On my last day in Ghana, I drove to Kokrobite, a fishing village about 18km from Accra. When I got to the beach, there was a big haul of fish that had just been offloaded from the canoe. I saw a caucasian woman, late twenties, negotiating a sale with one of the fishermen. I moved closer to pay attention to the sale. Arizona native, she said, and had been in Ghana for three years. I have a negotiating rule, and it has rarely failed me. In transactions of this type, I pay half of what the foreigners pay. This is not racism, it’s market intelligence. I wring it out of the seller. Only this time it did not work. After considering the quantity that Ms. Arizona desired, the seller called out the price, 220 thousand. “Aah! ejala wa chohn,” Ms. Arizona shot back in perfect Ga, without any self-awareness or cuteness. Impressed, I asked her how and why she picked up the language so quickly, and she said she lived with a family that encouraged her to speak Ga, and felt the way to understand the culture and function in it was to embed herself, language included. She closed the transaction at 120, near the 50% rule. When I said “Bye,” she replied in Ga, “Yaa wo odjogbaa.” Let’s hope Ms. Arizona’s gesture of cultural acceptance would be an inspiration to all Ghanaian youth, who will be the community and business leaders of tomorrow.

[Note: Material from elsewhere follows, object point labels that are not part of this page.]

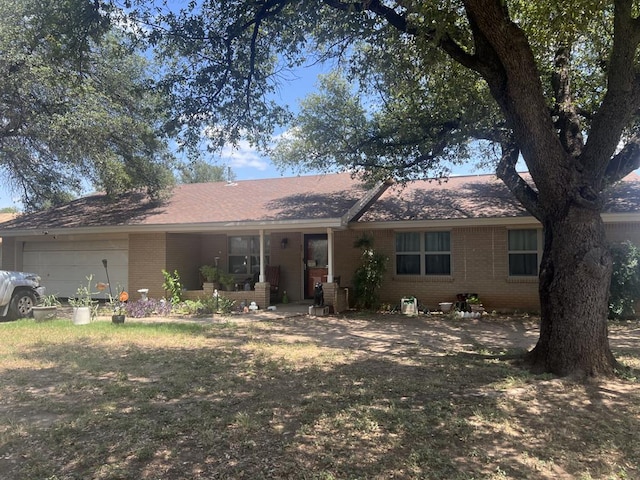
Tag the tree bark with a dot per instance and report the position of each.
(575, 273)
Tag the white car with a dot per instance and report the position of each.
(19, 292)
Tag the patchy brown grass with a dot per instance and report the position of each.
(330, 398)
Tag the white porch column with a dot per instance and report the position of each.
(330, 255)
(262, 277)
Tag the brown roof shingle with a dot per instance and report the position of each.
(292, 198)
(474, 197)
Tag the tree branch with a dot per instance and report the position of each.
(399, 22)
(568, 121)
(624, 162)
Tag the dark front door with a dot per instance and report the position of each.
(316, 260)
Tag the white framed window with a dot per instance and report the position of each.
(524, 252)
(423, 253)
(244, 254)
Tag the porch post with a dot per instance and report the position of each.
(330, 255)
(262, 276)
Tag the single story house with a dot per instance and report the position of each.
(467, 234)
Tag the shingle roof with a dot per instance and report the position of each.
(304, 198)
(313, 197)
(474, 197)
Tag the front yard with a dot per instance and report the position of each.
(351, 397)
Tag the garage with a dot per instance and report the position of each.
(65, 264)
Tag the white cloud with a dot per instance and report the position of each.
(243, 156)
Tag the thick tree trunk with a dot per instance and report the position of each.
(575, 275)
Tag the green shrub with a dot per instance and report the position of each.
(625, 280)
(368, 276)
(173, 285)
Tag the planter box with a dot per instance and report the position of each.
(445, 306)
(409, 306)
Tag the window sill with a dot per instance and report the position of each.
(424, 278)
(522, 279)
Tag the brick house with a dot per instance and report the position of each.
(464, 235)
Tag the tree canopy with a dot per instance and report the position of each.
(78, 109)
(421, 82)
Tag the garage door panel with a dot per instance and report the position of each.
(64, 265)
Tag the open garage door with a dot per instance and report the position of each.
(65, 264)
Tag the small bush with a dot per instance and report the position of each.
(625, 280)
(146, 308)
(368, 276)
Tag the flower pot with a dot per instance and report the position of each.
(445, 306)
(476, 308)
(42, 313)
(81, 315)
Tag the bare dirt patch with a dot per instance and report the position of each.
(299, 397)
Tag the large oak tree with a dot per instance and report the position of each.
(553, 83)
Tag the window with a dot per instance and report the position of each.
(244, 255)
(423, 253)
(523, 252)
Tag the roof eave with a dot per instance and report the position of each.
(214, 227)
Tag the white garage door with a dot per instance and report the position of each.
(64, 265)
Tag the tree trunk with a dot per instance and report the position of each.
(575, 275)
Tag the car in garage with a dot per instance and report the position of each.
(19, 292)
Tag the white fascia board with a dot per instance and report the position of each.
(480, 222)
(446, 223)
(221, 227)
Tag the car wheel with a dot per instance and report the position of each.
(22, 304)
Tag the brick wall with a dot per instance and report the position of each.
(183, 255)
(479, 265)
(147, 258)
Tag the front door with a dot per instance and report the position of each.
(316, 261)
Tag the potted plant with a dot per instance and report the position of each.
(475, 305)
(119, 306)
(211, 276)
(46, 308)
(215, 278)
(84, 306)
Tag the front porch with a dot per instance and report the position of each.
(334, 297)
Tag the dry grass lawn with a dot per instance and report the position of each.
(354, 397)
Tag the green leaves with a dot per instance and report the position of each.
(77, 111)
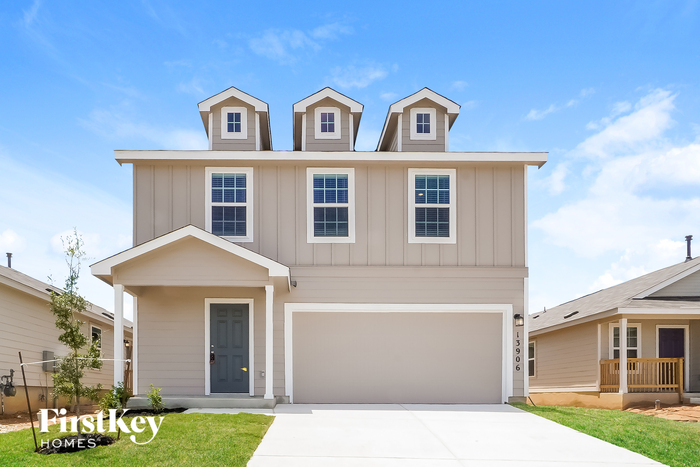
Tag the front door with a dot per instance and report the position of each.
(228, 355)
(671, 342)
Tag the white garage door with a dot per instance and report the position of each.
(368, 357)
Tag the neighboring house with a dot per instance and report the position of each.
(325, 274)
(575, 351)
(28, 326)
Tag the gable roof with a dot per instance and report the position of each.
(629, 294)
(27, 284)
(451, 107)
(260, 107)
(619, 296)
(103, 269)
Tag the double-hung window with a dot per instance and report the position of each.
(327, 122)
(432, 206)
(229, 210)
(331, 205)
(423, 124)
(633, 341)
(234, 123)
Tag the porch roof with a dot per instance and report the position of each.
(190, 235)
(632, 296)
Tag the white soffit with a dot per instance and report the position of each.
(260, 106)
(104, 267)
(355, 107)
(425, 93)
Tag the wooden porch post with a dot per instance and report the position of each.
(623, 355)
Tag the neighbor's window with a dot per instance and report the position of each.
(633, 341)
(327, 122)
(229, 206)
(331, 213)
(423, 123)
(432, 206)
(234, 123)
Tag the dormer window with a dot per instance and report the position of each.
(234, 123)
(327, 122)
(423, 123)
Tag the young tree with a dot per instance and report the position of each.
(67, 307)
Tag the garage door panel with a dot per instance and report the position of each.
(350, 357)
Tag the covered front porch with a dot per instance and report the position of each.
(203, 319)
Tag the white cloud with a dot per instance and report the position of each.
(114, 125)
(644, 192)
(459, 85)
(31, 224)
(353, 76)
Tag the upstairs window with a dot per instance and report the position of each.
(229, 207)
(431, 212)
(327, 122)
(234, 123)
(331, 208)
(423, 124)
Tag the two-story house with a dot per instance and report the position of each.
(325, 274)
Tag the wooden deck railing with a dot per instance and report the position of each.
(643, 375)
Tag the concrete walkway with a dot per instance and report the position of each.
(426, 436)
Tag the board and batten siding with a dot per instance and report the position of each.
(566, 359)
(689, 286)
(490, 214)
(341, 144)
(28, 326)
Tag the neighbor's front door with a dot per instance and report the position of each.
(228, 355)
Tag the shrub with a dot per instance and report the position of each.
(155, 400)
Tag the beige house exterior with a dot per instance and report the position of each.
(575, 351)
(28, 326)
(326, 274)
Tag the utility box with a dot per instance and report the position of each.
(49, 367)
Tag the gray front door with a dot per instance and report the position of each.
(228, 355)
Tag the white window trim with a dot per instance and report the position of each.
(686, 350)
(611, 349)
(336, 120)
(534, 359)
(248, 171)
(506, 310)
(244, 123)
(310, 172)
(452, 173)
(414, 135)
(207, 340)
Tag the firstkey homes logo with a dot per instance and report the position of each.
(102, 425)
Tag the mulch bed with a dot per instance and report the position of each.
(76, 443)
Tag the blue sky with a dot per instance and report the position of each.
(610, 89)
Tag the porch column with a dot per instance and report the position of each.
(623, 355)
(118, 333)
(269, 336)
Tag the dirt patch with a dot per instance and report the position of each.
(678, 412)
(76, 443)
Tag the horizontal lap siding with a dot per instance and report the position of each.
(490, 214)
(566, 358)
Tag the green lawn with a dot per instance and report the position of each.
(667, 441)
(195, 439)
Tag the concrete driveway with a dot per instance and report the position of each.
(428, 436)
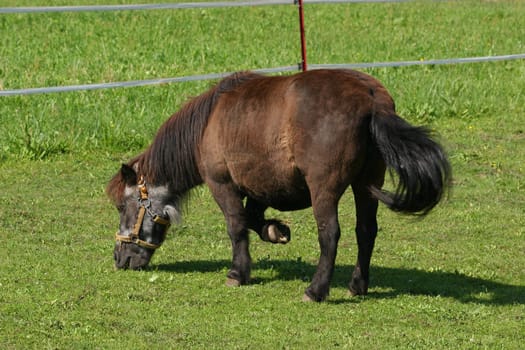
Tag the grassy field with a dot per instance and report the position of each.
(455, 279)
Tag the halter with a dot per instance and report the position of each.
(145, 208)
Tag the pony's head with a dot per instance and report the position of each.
(146, 211)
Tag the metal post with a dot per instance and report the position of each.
(304, 66)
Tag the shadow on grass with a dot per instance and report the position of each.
(395, 281)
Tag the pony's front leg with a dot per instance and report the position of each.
(273, 231)
(325, 212)
(230, 202)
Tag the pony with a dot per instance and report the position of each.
(286, 142)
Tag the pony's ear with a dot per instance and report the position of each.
(129, 175)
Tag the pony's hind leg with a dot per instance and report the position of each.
(366, 232)
(325, 211)
(273, 231)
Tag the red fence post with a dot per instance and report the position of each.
(304, 66)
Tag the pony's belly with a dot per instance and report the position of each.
(278, 185)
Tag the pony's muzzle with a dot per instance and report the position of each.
(131, 256)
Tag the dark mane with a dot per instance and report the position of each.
(170, 159)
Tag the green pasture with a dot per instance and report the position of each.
(455, 279)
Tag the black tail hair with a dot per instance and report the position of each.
(423, 170)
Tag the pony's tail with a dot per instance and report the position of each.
(421, 165)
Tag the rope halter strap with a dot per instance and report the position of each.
(145, 208)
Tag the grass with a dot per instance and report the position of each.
(455, 279)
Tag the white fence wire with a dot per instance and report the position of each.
(211, 76)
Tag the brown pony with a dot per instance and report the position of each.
(286, 142)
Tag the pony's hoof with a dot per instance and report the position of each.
(276, 234)
(230, 282)
(307, 299)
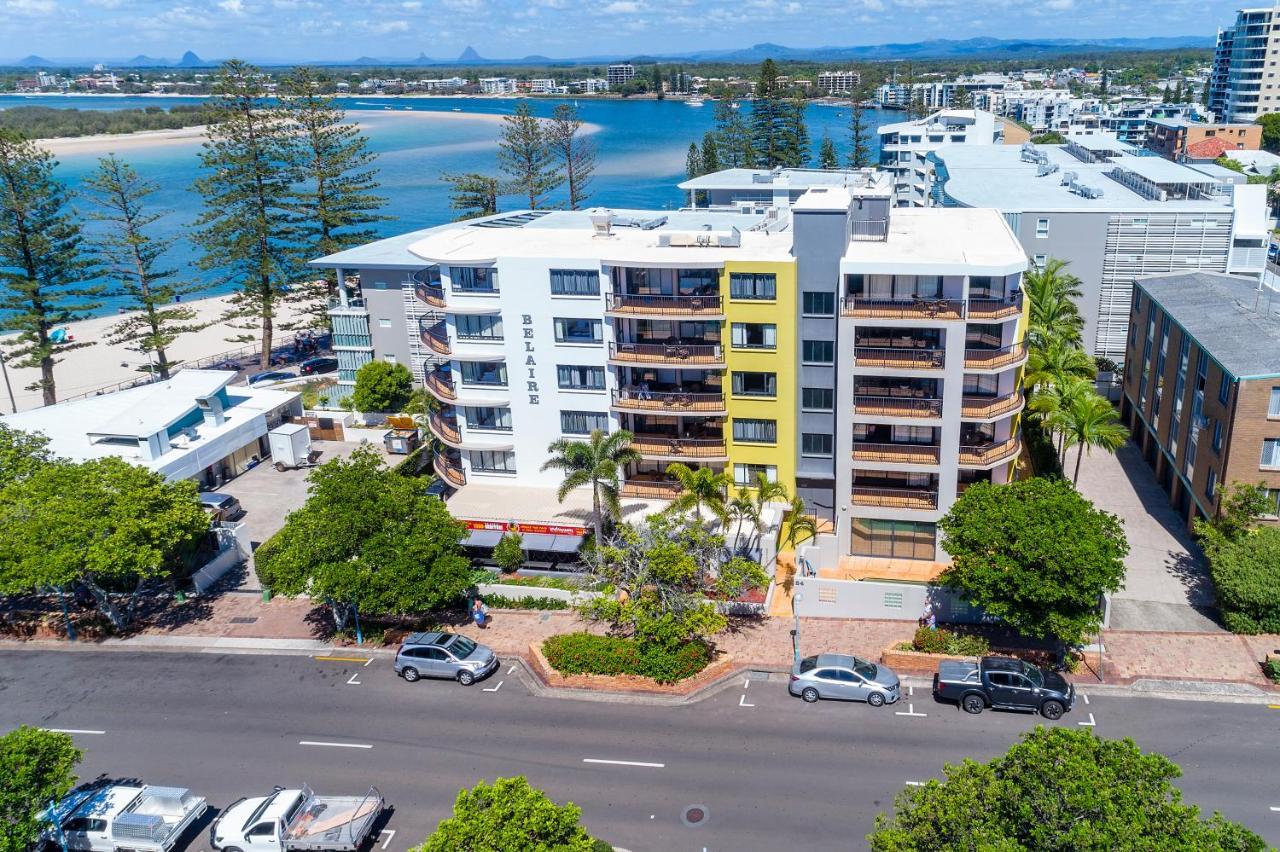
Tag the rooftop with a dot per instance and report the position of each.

POSTSCRIPT: Two weeks ago, as this article got ready for publication, I asked a friend, Robert Awuah of Atlanta, Georgia. for editorial input. He had to put me on hold as he explained something to his twelve year old son, in Twi. It was homework time with his son, he told me. I asked him what he thought of the theme of this article, and he shared his own experience on this topic. A few years ago he and his son stayed with a friend in Ghana, and discovered that his friend’s children did not speak Twi. Robert’s son had to teach the lads how to speak twi. In Atlanta, Robert speaks only twi in Ghanaian formal gatherings. Ironically, he said, it is those less equipped than he, who criticize him for not communicating in English. He reminds them that as a college professor, he works exclusively in English, and that should be enough English.